Page 32 of Betrayed
And I don’t know if we’ll make it out.
I slip out of the bed slowly, carefully. His arm tightens instinctively. His two-word command comes out as a growl. “No. Stay.”
I press a kiss to the inside of his wrist. “Just getting a cuppa, love,” and he relaxes.
I smile to myself as I crawl out of bed. I’ve never used that term of endearment from home before, not on any man.
Being here, with him, brought it to my tongue.
I loved saying it. “Love,” I whisper to myself, padding across the floor through the warm living room—the fire still burns—of course, he got up in the middle of the night to rebuild it.
So, I’d feel as warm as I am now, wearing nothing but his rumpled flannel shirt, buttoned like a nightgown. The soft cotton hem brushes my bare skin at my mid-thigh, reminding me how much taller and bigger he is than I am.
As I wait for the kettle to boil, I wrap my arms around myself in a hug, knowing I’m safer with him here.
Just getting a cuppa, love.
I’m slipping into my past, my old words, my old self.
The closer I get to Caleb, the more I remember.
The more I realize why it was so easy for me to march into a stranger’s home, fully ready to take his money, forsake him, and put his life in danger.
I pictured the stranger who bought my virginity as Caleb.
It made it so easy.
So simple.
But he wasn’t Caleb, was he? Quite the opposite, actually. I indeed avoided him after he gave me the fob because I was frozen with fear, living on borrowed time from the Morettis.
I’m what we call here in our village a ‘never-do-nancy.’ Someone who says they’re going to do something to better their lives but never does.
Saying things like:
I’m going to break up with that horrible man.
I’m going to apply to college.
I’m going to come clean.
I should have told him everything and begged for his help. I had so many opportunities. I kept telling myself I would, a perfect never-do-nancy.

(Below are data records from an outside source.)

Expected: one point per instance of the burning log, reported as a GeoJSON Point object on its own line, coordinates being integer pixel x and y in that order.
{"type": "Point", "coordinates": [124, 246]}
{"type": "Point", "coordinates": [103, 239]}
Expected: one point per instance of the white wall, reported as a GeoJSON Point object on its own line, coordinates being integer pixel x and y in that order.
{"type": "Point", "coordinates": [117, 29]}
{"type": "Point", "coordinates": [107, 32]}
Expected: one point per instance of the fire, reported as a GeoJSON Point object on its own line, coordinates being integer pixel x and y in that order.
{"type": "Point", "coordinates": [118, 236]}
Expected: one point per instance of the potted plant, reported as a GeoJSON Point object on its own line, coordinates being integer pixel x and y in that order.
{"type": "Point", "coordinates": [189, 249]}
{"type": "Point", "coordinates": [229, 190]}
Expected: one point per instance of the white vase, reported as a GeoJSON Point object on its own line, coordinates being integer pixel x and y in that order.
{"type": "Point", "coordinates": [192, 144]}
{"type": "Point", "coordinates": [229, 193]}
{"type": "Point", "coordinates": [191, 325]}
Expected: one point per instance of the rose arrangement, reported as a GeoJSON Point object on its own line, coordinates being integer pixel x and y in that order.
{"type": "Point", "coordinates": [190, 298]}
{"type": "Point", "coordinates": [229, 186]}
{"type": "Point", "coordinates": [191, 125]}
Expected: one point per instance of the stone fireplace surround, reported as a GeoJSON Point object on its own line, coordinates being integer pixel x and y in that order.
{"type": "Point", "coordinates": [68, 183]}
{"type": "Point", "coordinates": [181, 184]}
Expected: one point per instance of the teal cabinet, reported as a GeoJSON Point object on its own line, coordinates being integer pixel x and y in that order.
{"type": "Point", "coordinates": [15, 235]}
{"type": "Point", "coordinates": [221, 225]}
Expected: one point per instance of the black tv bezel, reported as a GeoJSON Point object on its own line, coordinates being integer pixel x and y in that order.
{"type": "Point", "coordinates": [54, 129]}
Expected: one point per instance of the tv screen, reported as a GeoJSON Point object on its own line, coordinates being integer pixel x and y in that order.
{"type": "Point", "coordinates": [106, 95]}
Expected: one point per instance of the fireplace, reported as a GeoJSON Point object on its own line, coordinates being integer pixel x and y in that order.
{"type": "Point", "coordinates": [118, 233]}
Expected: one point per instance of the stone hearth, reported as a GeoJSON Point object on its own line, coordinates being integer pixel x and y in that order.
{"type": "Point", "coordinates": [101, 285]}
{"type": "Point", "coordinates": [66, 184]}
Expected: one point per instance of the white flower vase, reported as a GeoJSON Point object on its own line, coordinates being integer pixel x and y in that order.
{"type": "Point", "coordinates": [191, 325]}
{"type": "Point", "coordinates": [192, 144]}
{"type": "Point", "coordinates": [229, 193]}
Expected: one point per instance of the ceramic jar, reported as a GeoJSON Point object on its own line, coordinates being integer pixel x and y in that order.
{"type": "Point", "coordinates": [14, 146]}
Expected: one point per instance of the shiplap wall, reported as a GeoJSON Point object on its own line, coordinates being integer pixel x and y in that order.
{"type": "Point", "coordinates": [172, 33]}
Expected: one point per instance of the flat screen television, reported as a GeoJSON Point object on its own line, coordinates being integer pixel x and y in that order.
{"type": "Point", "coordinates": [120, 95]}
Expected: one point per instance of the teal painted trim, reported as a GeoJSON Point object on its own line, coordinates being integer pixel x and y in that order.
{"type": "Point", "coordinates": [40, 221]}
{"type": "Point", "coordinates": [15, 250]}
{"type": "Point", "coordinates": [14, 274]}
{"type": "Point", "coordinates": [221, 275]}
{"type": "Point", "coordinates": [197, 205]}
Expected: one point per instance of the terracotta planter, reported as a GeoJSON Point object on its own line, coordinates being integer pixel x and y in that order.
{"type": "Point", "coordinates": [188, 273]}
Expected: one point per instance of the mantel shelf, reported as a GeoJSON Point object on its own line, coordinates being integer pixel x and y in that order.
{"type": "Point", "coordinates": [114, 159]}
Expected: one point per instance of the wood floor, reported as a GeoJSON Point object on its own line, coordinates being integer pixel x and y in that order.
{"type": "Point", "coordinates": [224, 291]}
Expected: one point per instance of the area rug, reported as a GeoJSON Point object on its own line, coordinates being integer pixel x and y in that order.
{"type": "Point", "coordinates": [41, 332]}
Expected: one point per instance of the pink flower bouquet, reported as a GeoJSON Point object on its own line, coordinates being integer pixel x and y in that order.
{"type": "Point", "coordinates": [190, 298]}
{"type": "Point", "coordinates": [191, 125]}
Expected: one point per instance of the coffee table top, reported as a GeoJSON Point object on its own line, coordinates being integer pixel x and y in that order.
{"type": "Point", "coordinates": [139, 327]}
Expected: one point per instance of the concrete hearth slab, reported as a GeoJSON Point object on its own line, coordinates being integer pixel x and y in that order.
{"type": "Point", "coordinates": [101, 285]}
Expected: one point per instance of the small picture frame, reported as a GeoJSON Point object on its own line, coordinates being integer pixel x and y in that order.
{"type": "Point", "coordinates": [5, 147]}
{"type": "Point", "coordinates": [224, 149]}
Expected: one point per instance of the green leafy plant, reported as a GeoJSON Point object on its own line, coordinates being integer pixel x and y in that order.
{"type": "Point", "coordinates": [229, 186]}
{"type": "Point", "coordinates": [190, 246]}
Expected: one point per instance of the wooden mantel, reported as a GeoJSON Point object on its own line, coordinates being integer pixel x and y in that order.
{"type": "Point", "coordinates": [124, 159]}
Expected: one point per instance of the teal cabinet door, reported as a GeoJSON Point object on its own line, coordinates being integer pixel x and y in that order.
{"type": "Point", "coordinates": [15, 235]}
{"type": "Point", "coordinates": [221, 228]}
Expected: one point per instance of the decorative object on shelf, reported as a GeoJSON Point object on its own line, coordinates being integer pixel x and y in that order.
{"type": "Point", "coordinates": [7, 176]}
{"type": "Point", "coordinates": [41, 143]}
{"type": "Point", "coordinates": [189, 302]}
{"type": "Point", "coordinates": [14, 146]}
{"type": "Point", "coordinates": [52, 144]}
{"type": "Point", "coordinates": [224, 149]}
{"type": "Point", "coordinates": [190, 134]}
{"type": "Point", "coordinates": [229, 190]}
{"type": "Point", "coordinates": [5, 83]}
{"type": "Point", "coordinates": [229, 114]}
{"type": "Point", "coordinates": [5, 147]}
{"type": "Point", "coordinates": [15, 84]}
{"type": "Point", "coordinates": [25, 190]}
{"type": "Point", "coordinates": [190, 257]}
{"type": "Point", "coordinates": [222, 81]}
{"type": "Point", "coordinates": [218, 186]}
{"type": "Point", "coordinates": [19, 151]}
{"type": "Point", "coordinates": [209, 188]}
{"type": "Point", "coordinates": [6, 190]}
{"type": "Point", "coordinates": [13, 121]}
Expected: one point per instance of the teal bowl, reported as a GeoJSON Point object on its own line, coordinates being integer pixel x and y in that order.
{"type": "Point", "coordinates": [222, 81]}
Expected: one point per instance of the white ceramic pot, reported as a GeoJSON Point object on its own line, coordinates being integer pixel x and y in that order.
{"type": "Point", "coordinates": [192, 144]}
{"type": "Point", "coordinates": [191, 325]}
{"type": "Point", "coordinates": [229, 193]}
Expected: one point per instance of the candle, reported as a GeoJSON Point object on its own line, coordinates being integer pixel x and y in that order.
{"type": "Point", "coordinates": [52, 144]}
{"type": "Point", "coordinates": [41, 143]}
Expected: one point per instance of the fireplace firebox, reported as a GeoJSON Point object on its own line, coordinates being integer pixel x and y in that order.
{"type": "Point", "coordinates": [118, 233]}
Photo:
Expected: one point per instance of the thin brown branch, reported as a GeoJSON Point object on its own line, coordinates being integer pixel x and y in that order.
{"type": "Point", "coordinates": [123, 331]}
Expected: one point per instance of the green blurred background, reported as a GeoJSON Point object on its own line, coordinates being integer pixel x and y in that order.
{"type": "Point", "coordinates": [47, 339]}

Instead, I hopped on a plane with a half-cocked plan and a prayer.
I pad to the table with my tea, still barefoot, the stone floor cold beneath my feet. The notebook is where I left it last night—on the counter, beside my burner phone and the list of old contacts.
I flip it open and stare at the map I’ve marked in red ink, a fresh X marking the spot where gorgeous, vulnerable Gretchen was last seen.
I hope he doesn’t laugh when I show him what I’m working with.
I pull Lucian’s coat off the chair and wrap it around my shoulders. His scent is still on it: warmth, cedar, and perseverance. I feel safer with it on.
From the comfort of his coat, I wrap my hands around my steaming mug, inhaling the scent of black tea and sugar while staring at my notebook, a stubborn part of me still wondering if I can do this alone.
Keep him safe here at the cabin.
Could a sheep tranquilizer keep him subdued?